Так сказал Заратустра, представляющий любого человека, радующегося жизнью из глубин смерти, и таким образом возносящегося над своей кончиной, в жажде обернуться пляшущей звездой.
Я гляжу на небо, и звезды над садом кажутся частью его. И я прижимаюсь спиной к дереву. Это успокаивает: в одном из глухих углов миллионного зверино ворочающегося мира стоит этот замерший в преддверии гибели сад. И он — мой. Оставив его одиноким, ухожу по тропе к своему узилищу. Как бы стесняясь ожидающей его участи, сад тихо поскрипывает суставами в наплывающей ревматической сырости весенней ночи.
190
Гегель по-воровски протащил в философию шестое чувство — историческое чутье — чтобы одолеть научный атеизм и связать нас с божеством в бытии. Но только умалишенный в святом безумии, может быть божеством в жизни. Если я рухну и превращусь в абсолютного идиота, я приму это как обет праведника, и, как монах-молчальник, буду хранить язык на замке, и стоять перед чванливой любовью Мамы и Ламы в абсолютном молчании.
У безумия не меньше больших побед, чем у нормальности.
Я совершил два психиатрических открытия: научился отличать галлюцинации от реальных воспоминаний и внес разум в область безумия. Да кто это оценит.
Вот и сегодня ночью мне снова снилось, что я стою над пропастью в относительной безопасности.
Из пропасти прошлого мне не вырваться. Да, на этой высоте не видно суши и моря — ни Летучего Голландца, ни Вечного Жида. Но зато совсем ко мне близок Ангел смерти — Самаэль.
Это знак приближающейся рвоты.
И для того, чтобы от этого избавиться, надо все вспомнить — разродиться прошлым. Только, отделившись от выдавленного из себя урода, от выкидыша, можно будет вдохнуть чистый воздух беспамятного будущего.
Или настоящее очищенное будущее — и есть беспамятство?
Вечность, пожалуй, не столько равнодушна, сколько благодушна.
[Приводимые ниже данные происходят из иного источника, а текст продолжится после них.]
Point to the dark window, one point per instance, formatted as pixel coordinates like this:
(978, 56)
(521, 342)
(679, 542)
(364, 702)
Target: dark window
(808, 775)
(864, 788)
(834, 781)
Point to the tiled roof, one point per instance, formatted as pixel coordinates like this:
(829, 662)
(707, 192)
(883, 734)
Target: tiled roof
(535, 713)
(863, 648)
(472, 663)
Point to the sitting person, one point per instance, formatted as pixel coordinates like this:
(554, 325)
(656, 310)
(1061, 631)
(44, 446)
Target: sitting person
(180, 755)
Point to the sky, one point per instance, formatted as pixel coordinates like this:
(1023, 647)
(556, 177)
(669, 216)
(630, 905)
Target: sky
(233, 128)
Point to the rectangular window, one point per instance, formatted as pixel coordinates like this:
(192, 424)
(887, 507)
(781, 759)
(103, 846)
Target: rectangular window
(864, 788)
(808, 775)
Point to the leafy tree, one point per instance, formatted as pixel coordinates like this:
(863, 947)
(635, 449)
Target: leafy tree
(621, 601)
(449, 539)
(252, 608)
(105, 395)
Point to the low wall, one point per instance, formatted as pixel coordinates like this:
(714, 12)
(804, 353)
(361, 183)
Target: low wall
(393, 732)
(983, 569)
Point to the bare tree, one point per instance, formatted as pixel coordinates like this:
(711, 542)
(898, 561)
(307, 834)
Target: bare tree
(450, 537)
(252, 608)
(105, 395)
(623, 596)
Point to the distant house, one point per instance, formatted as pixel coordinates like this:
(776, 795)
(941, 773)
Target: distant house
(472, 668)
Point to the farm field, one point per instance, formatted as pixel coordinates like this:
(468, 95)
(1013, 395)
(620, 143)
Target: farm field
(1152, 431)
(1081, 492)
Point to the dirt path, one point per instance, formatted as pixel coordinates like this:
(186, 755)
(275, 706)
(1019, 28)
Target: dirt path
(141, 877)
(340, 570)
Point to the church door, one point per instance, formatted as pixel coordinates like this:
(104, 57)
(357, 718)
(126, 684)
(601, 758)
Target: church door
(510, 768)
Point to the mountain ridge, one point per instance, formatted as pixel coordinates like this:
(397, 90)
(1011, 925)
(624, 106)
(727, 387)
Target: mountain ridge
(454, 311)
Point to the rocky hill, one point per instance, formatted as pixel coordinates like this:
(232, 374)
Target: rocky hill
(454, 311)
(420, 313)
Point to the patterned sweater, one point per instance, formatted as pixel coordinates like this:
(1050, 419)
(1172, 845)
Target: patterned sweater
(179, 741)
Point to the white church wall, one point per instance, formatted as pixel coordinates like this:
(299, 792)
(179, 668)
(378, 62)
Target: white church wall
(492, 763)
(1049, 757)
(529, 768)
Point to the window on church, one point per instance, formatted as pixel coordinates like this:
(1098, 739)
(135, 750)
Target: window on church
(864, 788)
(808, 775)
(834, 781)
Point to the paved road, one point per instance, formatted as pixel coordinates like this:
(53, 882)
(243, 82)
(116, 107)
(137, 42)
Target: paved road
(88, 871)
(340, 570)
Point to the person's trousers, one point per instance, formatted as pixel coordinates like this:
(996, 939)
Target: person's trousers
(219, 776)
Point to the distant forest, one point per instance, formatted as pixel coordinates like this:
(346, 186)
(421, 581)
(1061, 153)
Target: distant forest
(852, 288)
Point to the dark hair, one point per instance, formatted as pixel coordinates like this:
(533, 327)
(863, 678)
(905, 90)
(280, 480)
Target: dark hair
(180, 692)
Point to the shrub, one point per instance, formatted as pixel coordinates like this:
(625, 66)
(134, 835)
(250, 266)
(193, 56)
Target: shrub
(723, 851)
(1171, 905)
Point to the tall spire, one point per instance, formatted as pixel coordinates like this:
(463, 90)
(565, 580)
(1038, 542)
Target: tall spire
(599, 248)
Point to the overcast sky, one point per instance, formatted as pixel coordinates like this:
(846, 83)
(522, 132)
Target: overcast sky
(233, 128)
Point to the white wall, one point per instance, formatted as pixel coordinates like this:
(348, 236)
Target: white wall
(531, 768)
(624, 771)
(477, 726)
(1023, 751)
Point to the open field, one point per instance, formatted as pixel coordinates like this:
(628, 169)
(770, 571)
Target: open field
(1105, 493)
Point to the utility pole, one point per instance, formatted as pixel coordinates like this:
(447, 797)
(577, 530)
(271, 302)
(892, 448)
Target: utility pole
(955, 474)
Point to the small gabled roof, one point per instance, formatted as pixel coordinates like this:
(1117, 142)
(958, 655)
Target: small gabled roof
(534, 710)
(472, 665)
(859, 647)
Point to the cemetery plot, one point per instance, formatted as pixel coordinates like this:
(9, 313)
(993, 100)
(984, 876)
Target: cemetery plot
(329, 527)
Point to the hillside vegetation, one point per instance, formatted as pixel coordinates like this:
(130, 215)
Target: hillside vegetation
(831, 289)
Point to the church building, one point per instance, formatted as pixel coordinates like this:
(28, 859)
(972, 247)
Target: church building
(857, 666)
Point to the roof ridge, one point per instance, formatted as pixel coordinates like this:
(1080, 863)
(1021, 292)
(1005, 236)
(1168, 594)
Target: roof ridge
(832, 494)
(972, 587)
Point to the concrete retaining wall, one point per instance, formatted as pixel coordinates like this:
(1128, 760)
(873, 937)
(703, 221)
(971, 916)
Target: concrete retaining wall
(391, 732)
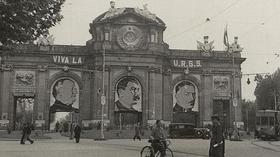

Как же это я был втянут в ловушку под столь заманчивым названием — «Философия». Я, кажется, даже и не подозревал, что эта невинно влекущая область, по самой своей сути, игра на жизнь, ставка на жизнь с нескрываемой уверенностью в окончательном проигрыше.
И вообще эти игры вовсе не бумажные тигры.
Азарт к смерти порождает философа, преодолевает страх перед ней, заражает его разум безумием.
Это только кажется, что философ располагается с комфортом в безумии.
А на поверку это — захлебывание жизнью. Это — как последние всплытия утопающего, приводят в положение безумного — живого мертвеца. Мои пробуждения, как побуждения к разуму, подобны этим мгновенным всплытиям. Слова подобны выкрикам утопающего: — Спасите!
А людям на твердом берегу, докторишкам со здоровой скудостью мозгов, равнодушно удивленным, слышится — Спасибо.
По сути же, это выкрик — Спаси Бог! — тот самый, которого я умертвил.
Неужели я не мог покончить собой из-за отчаянного жизнелюбия, которое превосходило безумие последнего шага.
Оказывается, безумие это тоже жизнь.
Выходит, оно входит в рискованное сотворение философа.
Безумие — неутомимое стремление к Другому, никем не изведанному и никем не определимому.
В этом ли оправдание, когда пересекаешь порог разума?
Неужели болезнь не может поставить точку в невыносимо длящемся тексте?
191
Даже в самые тяжкие минуты я никогда не чувствовал себя грешником, никогда я не падал духом до такой степени, чтобы исповедаться кому-либо.
Такое низкое падение — несомненный результат взросления и размножения в католической среде. Боль, сопровождающая потерю веры, обнаруживается, как родовые схватки искусства.
Смущение и восторг, которые я пытаюсь, вопреки тяге души, преодолеть, вызывают соборы, возносящиеся в небо. Они выражают стремление человеческой души, несмотря на все ее сомнения и весь ее скепсис, преодолеть низменность и цинизм, таящиеся в темных ее закоулках. За это одно — надо относиться с уважением к этим потаенным стремлениям души возвыситься. До момента, когда хотят это использовать для наживы. А многие используют для этого мое имя. Но хватит глупостей. Я хочу объявить миру, что никогда не был ницшеанцем.
Точно так же, как Иисус не был христианином, а остался верным евреем, богобоязненным до конца, так и я не был ницшеанцем, а остался Назареянином до последней капли моей крови.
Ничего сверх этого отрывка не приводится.